Он видел, как Кудинов краснел, прятал лицо, надувался, готовый действительно вот-вот от таких слов заплакать, и сердился еще больше.

— Да пойми ты, в жизни не серые волки страшны, а двуногие. Надо быть жестче, надо быть беспощадно требовательным к себе и людям. Иначе тебе здесь делать нечего. Я же добра тебе желаю, учу, пока рядом. А ты не слушаешь. Вот уйду, останешься один, зашьешься — и съедят. Не серые, а двуногие. И не пискнешь. Учти, кроме меня, здесь твоих сомнений не поймет никто. Тут требуют работу, раскрываемость. Дашь высокую — многое простят, будешь хорош. Не дашь — посоветуют уйти. Начнешь шуметь, спорить — выгонят. И никому твои благие порывы не нужны. Здесь служба, работа. Это тебе не светлые аудитории МГУ, а милиция. Пора понять!

После каждого такого внушения жизнь для Кудинова меркла, казалась тусклой, люди — опасными, отделение неуютным, казенным присутствием с темными и гулкими коридорами, а сам воздух настолько пропитанным казенщиной, что если здесь на один из закапанных чернилами конторских столов поставить цветы, то они сразу увянут.

Уходил он домой с головной болью.

Было жалко себя, больно за несбывшиеся надежды, за университет. Зачем нужны тогда были доклады, зачем тогда нужны были рефераты и шумные диспуты в научном обществе? Вот тебе и самозабвенное служение человечеству!

Дома он, не раздеваясь, бросался на кровать, часами лежал. А может, это действительно не для него? Может, лучше в адвокатуру или еще куда?.. Потом мучительно переживал свое малодушие, но ничего не мог поделать — больше в отделение ходить не хотелось, не хотелось даже думать о нем. Привычные понятия о жизни раздваивались, она казалась не настоящей, поделенной на две неравные части, как какой-нибудь старый дом, у которого красивый фасад с парадной стороны и черный, захламленный двор позади, тот двор, где и проходит основная часть времени большинства его жильцов.

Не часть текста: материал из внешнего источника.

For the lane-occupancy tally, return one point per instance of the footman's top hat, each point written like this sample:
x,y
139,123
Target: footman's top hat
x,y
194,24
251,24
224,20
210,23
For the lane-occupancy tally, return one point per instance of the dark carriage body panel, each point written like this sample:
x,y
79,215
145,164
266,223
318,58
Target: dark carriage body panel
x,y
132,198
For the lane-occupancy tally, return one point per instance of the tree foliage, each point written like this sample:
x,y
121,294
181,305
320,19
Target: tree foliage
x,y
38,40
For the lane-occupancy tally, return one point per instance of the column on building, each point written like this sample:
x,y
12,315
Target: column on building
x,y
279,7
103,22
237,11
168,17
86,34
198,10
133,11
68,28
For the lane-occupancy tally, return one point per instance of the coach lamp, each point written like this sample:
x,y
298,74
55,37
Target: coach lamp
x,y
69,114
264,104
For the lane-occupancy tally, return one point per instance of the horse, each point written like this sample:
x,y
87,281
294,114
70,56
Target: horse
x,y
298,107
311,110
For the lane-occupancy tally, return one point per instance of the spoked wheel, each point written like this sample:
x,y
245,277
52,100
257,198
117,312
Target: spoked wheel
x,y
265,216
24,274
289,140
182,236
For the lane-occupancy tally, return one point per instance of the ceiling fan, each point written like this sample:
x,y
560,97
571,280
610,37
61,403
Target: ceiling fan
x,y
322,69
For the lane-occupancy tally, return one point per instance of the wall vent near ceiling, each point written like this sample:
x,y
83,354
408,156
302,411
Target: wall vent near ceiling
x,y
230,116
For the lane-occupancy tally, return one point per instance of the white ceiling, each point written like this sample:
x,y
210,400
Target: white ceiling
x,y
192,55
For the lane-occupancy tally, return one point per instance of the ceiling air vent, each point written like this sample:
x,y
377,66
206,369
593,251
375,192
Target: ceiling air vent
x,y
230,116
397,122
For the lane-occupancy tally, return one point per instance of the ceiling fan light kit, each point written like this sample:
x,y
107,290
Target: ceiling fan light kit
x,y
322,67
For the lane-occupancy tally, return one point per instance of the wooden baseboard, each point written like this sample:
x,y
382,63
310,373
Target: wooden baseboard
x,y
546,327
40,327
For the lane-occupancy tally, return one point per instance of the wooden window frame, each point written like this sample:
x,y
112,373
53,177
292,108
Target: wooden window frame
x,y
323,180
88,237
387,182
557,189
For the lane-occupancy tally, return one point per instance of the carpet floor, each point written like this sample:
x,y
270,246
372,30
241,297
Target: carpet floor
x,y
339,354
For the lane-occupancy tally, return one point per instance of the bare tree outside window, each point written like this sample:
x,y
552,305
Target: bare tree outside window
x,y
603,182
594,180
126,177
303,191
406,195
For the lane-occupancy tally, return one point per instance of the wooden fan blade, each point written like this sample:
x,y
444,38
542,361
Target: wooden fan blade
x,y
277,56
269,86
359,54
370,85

Но на следующий день Кудинов шел в отделение и там, встретив ласковую улыбку Денисенко или Ковалева, забывал о двуногих волках, какими пугал его Яхонтов, розовел, веселел, молодость брала свое, он улыбался и опять был самим собой, рассуждал, приставал ко всем с вопросами, спорил, смеялся. Раз даже увлекся рассуждениями настолько, что самому Скорнякову сказал, когда тот неожиданно вошел:

— А знаете, если с точки зрения современной… как Яхонтов… то давление…

Но, увидев сдвинутые брови начальника, ибо подчиненные рассуждали в рабочее время, спохватился.

— Что? — не сразу понял его Скорняков. — Ты об этом? Ну, это ты зря, по глупости. Яхонтов работает, как зверь. Ты послушай, как он допрашивает. Это же симфония. Ни одного ненужного слова. По двадцать дел в месяц запросто спихивает. Ты вот поменьше философствуй да учись у него. Четвертый день плевое дело тянешь, а он за тебя вывозит. Ты всерьез-то работать думаешь?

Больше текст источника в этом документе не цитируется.